John Cruden, an angry, disgruntled Loyalist driven out Florida in 1784, called a meeting of British Merchants, in Nassau, in 1785. This coffee shop meeting was the beginning of 182 years of Bahamian history.
The year 1785 for the Bahamas, saw the beginning of significant political change. The emergence of a new political ruthlessness began, which the quiet British colony of islands had never quite experienced before. Loyalist Rule was emerging. This lasted about 49 years. By 1834, after the Abolition of Slavery, the Loyalist Rule transmogrified into the Merchant Class Rule.
The Merchant Class Rule lasted some 133 years.
Merchant Class Rule finally gave way in 1967 to Majority Rule.
COFFEE SHOPS
Nothing is lost in translation in a coffee shop. There is something about that bitter black sticky liquid, from a hotly brewed container of coffee beans that just says interesting, if not serious, considerations are about to be had.

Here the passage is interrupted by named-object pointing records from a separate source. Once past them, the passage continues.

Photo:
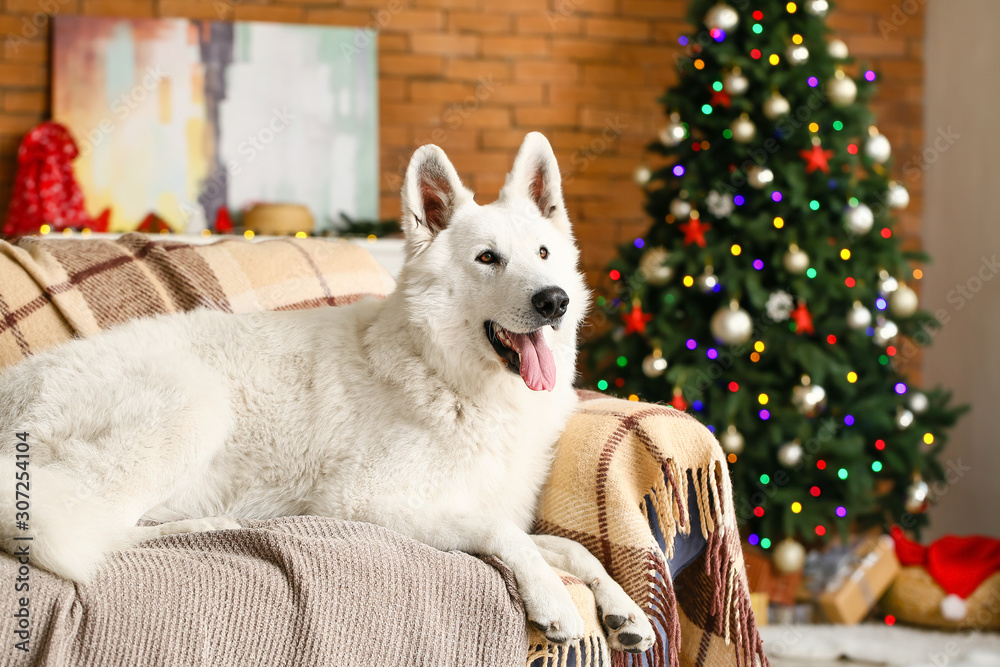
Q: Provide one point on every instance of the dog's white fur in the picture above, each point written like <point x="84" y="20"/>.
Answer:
<point x="396" y="412"/>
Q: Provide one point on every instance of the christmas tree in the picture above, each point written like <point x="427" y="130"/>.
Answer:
<point x="769" y="296"/>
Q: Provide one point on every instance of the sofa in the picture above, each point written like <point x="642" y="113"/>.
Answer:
<point x="644" y="487"/>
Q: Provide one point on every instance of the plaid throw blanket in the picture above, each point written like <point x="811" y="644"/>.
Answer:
<point x="613" y="456"/>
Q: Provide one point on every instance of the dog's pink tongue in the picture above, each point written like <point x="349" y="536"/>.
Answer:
<point x="538" y="368"/>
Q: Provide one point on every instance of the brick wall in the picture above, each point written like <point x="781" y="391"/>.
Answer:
<point x="475" y="75"/>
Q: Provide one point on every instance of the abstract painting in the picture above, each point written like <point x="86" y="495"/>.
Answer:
<point x="180" y="117"/>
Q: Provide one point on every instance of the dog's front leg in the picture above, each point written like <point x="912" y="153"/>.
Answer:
<point x="624" y="622"/>
<point x="546" y="601"/>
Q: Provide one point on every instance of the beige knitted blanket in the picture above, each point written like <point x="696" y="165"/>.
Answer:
<point x="613" y="455"/>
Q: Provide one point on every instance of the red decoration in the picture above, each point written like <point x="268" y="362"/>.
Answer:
<point x="694" y="231"/>
<point x="803" y="319"/>
<point x="223" y="223"/>
<point x="817" y="158"/>
<point x="721" y="97"/>
<point x="153" y="224"/>
<point x="957" y="564"/>
<point x="636" y="320"/>
<point x="45" y="191"/>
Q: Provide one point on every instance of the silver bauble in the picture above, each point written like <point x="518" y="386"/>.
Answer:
<point x="841" y="90"/>
<point x="859" y="318"/>
<point x="917" y="496"/>
<point x="898" y="196"/>
<point x="735" y="83"/>
<point x="886" y="283"/>
<point x="641" y="175"/>
<point x="674" y="132"/>
<point x="797" y="54"/>
<point x="743" y="129"/>
<point x="796" y="260"/>
<point x="776" y="106"/>
<point x="654" y="365"/>
<point x="885" y="331"/>
<point x="919" y="402"/>
<point x="789" y="556"/>
<point x="859" y="219"/>
<point x="732" y="440"/>
<point x="808" y="397"/>
<point x="878" y="148"/>
<point x="680" y="208"/>
<point x="837" y="49"/>
<point x="722" y="16"/>
<point x="817" y="7"/>
<point x="759" y="177"/>
<point x="653" y="266"/>
<point x="731" y="325"/>
<point x="903" y="302"/>
<point x="790" y="454"/>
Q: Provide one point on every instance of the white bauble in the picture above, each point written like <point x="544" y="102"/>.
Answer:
<point x="654" y="365"/>
<point x="707" y="281"/>
<point x="653" y="266"/>
<point x="859" y="318"/>
<point x="919" y="402"/>
<point x="674" y="132"/>
<point x="859" y="219"/>
<point x="898" y="196"/>
<point x="641" y="175"/>
<point x="732" y="325"/>
<point x="722" y="16"/>
<point x="759" y="177"/>
<point x="789" y="556"/>
<point x="885" y="331"/>
<point x="743" y="129"/>
<point x="841" y="90"/>
<point x="903" y="302"/>
<point x="797" y="54"/>
<point x="732" y="440"/>
<point x="790" y="454"/>
<point x="878" y="148"/>
<point x="796" y="260"/>
<point x="776" y="106"/>
<point x="817" y="7"/>
<point x="680" y="208"/>
<point x="837" y="49"/>
<point x="735" y="83"/>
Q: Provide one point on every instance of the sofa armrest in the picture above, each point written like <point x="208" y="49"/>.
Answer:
<point x="645" y="487"/>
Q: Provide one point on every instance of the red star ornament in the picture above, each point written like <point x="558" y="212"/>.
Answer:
<point x="803" y="319"/>
<point x="817" y="158"/>
<point x="694" y="231"/>
<point x="721" y="97"/>
<point x="636" y="320"/>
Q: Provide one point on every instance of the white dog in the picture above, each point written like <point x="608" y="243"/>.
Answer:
<point x="433" y="413"/>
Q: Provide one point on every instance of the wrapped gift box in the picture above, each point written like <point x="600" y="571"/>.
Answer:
<point x="860" y="581"/>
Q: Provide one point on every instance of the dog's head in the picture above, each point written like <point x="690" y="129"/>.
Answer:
<point x="499" y="283"/>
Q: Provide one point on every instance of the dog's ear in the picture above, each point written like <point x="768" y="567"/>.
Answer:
<point x="431" y="193"/>
<point x="535" y="175"/>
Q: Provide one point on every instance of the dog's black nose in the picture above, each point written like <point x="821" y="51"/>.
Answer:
<point x="551" y="302"/>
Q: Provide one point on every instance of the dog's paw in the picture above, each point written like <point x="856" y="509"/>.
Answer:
<point x="554" y="614"/>
<point x="626" y="626"/>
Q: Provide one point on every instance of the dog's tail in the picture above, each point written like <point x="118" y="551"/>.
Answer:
<point x="51" y="520"/>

The warren of rooms, the solid chairs and tables, the constant stream of people and of course the appetising offerings makes the coffee shop the perfect place to hammer out anything from picking paint to world dominance.
In 1785, John CRUDEN and Peter DEAN, Loyalists, placed a message in the Bahama Gazette. Little did they know, or may be they did, realise that these first meetings, in a coffee house in Nassau, were going to change the Bahamas in ways they could scarcely imagine.
After the ousting of Governor John Maxwell, the Loyalists began meeting, in the coffeehouses, to plot and plan their next strategic moves.
The British Merchants, and other British Subjects in this town, interested in the Commerce of the Bahamas are requested to meet at the Coffee House, on Monday next, at 12 o’clock, on Business of Importance.
JOHN CRUDEN
PETER DEAN
March 13, 1785
Bahama Gazette March 1785
WHO WAS JOHN CRUDEN?
John Cruden called the Bahamas “barren rocks where poverty and wretchedness state is in the face.”
John Cruden appeared to be a man who could not accept the Treaty of Paris of 1783. The provisions of the treaty, among many things, gave control of then Spanish conquered Bahamas, back to the British. If the Bahamas had stayed under Spanish Rule, slavery would not have ended in 1834; but in 1860 when other Spanish slave colonies ended the trade.
The Treaty of Paris, signed in Paris by representatives of King George III of Great Britain and representatives of the United States of America on September 3, 1783, ended the American Revolutionary War.
(News Press, Sunday, 16 March 1975)
JOHN CRUDEN FROM WIKIPEDIA
Cruden in early 1784 was in Great Britain, and sailed in the spring back to East Florida. He had plans to destabilise the Spanish control of East Florida; these were thwarted by Governor Patrick Tonyn, who gave his backing to Vicente Manuel de Céspedes, the Spanish governor.
Still Cruden wrote, assiduously, to Carlos III of Spain, seeking support for the Loyalist exiles, now that the American war was over.
Céspedes gave Cruden support in 1785 to sail for Nova Scotia, still looking for backing for the exiles.
Then Cruden moved on to Nassau on New Providence in the Bahamas, where he was in May 1786; his uncle went to Exuma. He made his way to Nova Scotia, to see Colonel Thomas Dundas who dealt with Loyalist claims for compensation, being in Halifax on 30 October 1786.
Cruden then returned to the Bahamas. In poor physical and mental health, he died there on 18 September 1787, aged 33.